Disposer d’une carte complète du ciel -  Pour repérer les milliards de particules secondaires générées par la collision d’un seul rayon avec l’atmosphère, et en déduire l’orientation – et donc la provenance – de ce dernier ainsi que son niveau d’énergie, chacune des 1 600 cuves contient un réservoir de 12 mètres cubes d’eau quasiment pure à 100 %. En la traversant, les particules incidentes vont produire un cône de lumière bleue (effet Cherenkov) dont l’intensité est proportionnelle à l’énergie du rayon cosmique initial. Les détecteurs à fluorescence disposés à la périphérie observent quant à eux directement l’ionisation de l’air provoquée par les particules. Leurs mesures, plus précises, permettent de valider, par recoupement, les événements enregistrés par les cuves Cherenkov. Mais ils ne sont opérationnels que pendant les nuits sans lune et sans nuages, soit seulement 10 % du temps. D’où le choix d’installer l’observatoire dans la région de Malargüe où le ciel est pur et à l’abri de toute pollution lumineuse. En outre, le site se situe à une altitude optimale de 1 250 m : «Plus haut, la gerbe n’aurait pas le temps de se former, plus bas elle occuperait une surface beaucoup trop large», explique Antoine Letessier-Selvon.
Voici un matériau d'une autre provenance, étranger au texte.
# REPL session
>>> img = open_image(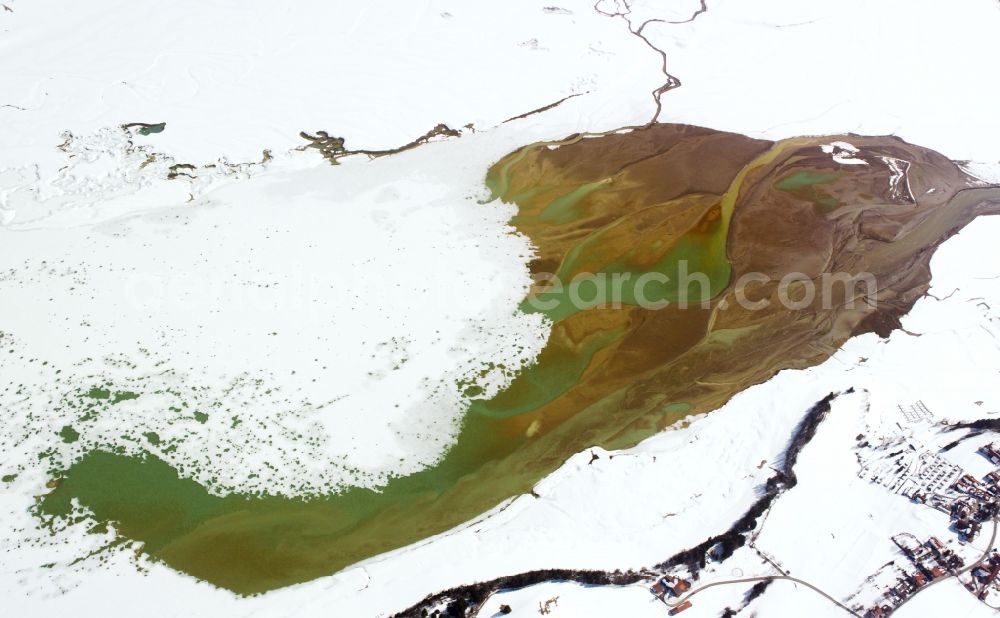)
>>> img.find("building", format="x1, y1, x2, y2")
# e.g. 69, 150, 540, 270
979, 443, 1000, 466
674, 579, 691, 596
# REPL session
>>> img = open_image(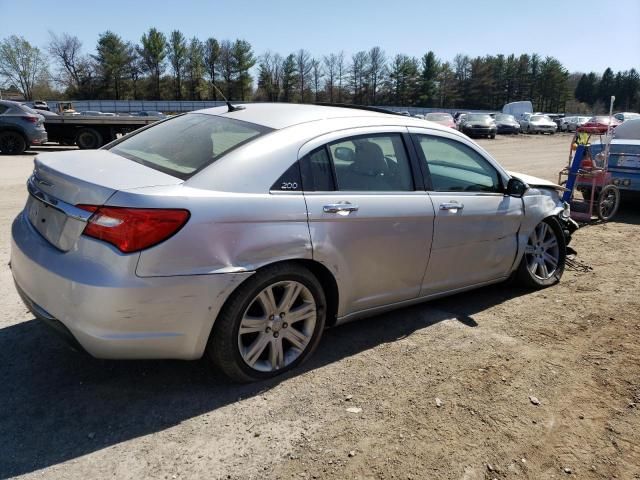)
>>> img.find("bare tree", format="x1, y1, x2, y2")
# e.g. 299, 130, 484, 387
220, 40, 236, 100
167, 30, 187, 100
296, 49, 311, 103
368, 47, 387, 105
48, 32, 94, 97
311, 58, 324, 103
322, 53, 338, 103
204, 37, 220, 100
349, 51, 369, 104
258, 50, 283, 102
0, 35, 47, 100
336, 51, 345, 103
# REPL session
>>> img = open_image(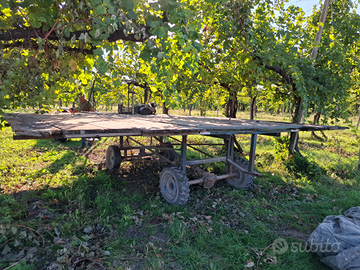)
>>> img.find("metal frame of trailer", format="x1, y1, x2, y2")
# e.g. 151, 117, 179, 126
4, 113, 345, 204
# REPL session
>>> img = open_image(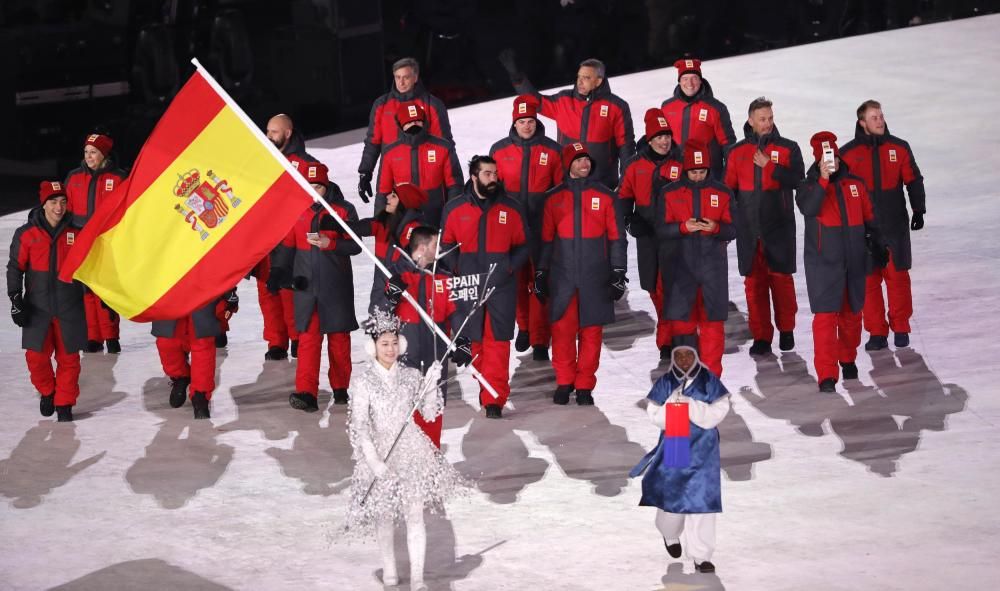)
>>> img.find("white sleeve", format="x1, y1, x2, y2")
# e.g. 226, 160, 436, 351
351, 381, 382, 471
646, 400, 667, 431
688, 394, 731, 429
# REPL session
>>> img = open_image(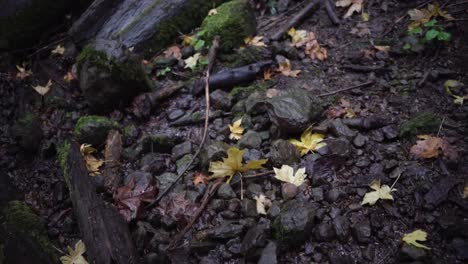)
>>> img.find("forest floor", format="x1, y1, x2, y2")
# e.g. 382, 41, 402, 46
0, 1, 468, 263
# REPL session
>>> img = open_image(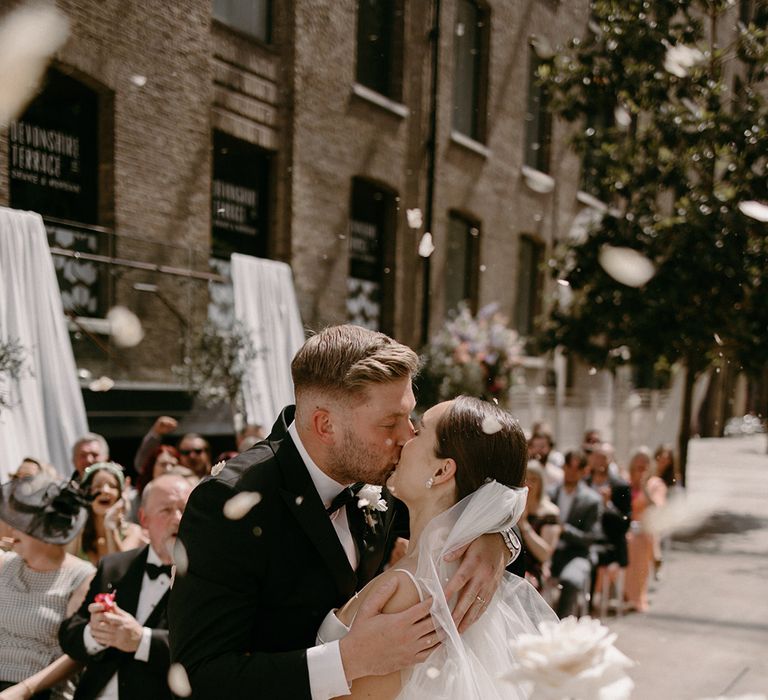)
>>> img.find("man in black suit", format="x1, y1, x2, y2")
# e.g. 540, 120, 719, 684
169, 325, 509, 700
59, 474, 191, 700
551, 452, 601, 618
587, 443, 632, 567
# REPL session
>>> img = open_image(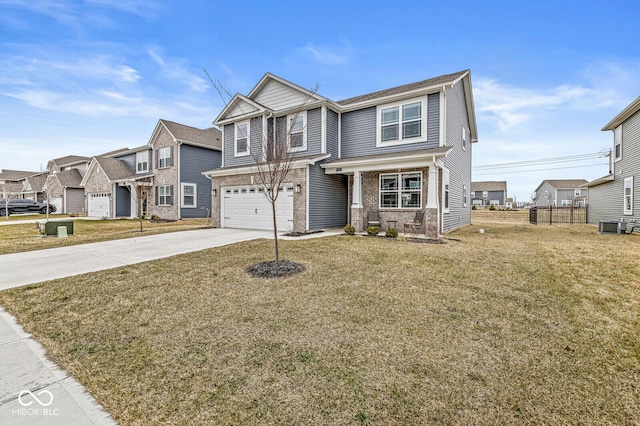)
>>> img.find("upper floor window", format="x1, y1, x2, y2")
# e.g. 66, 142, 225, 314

Enfin, dernier aspect non négligeable, l’Argentine dispose d’infrastructures et de ressources humaines de premier plan. «La présence d’Auger sur notre sol a une valeur emblématique pour nous. Elle montre aux yeux du monde que notre pays est capable d’accueillir des projets innovants de cette ampleur» s’est félicité Lino Baranao, le ministre argentin de la Recherche. En comptant les salaires de ses ingénieurs et techniciens, la France, l’un des pays fondateurs, a contribué pour environ 15 % du coût total de l’investissement évalué à 57 millions de dollars. Dans les cinq ans à venir, il est prévu d’agrandir Auger de 70 % et de construire son alter ego dans l’hémisphère Nord, aux États-Unis, en Europe orientale ou en Chine. L’objectif est de disposer d’une carte complète du ciel et d’accélérer la collecte de ces énigmatiques rayons qui ont tant à nous dire sur la matière dont nous sommes faits et sur l’Univers qui nous abrite. (souce : le Figaro)

des rayons cosmiques surpuissants

Pour produire une seule des particules détectées en Argentine, il faudrait construire un accélérateur d’une circonférence égale à 7 000 fois le tour de la Terre !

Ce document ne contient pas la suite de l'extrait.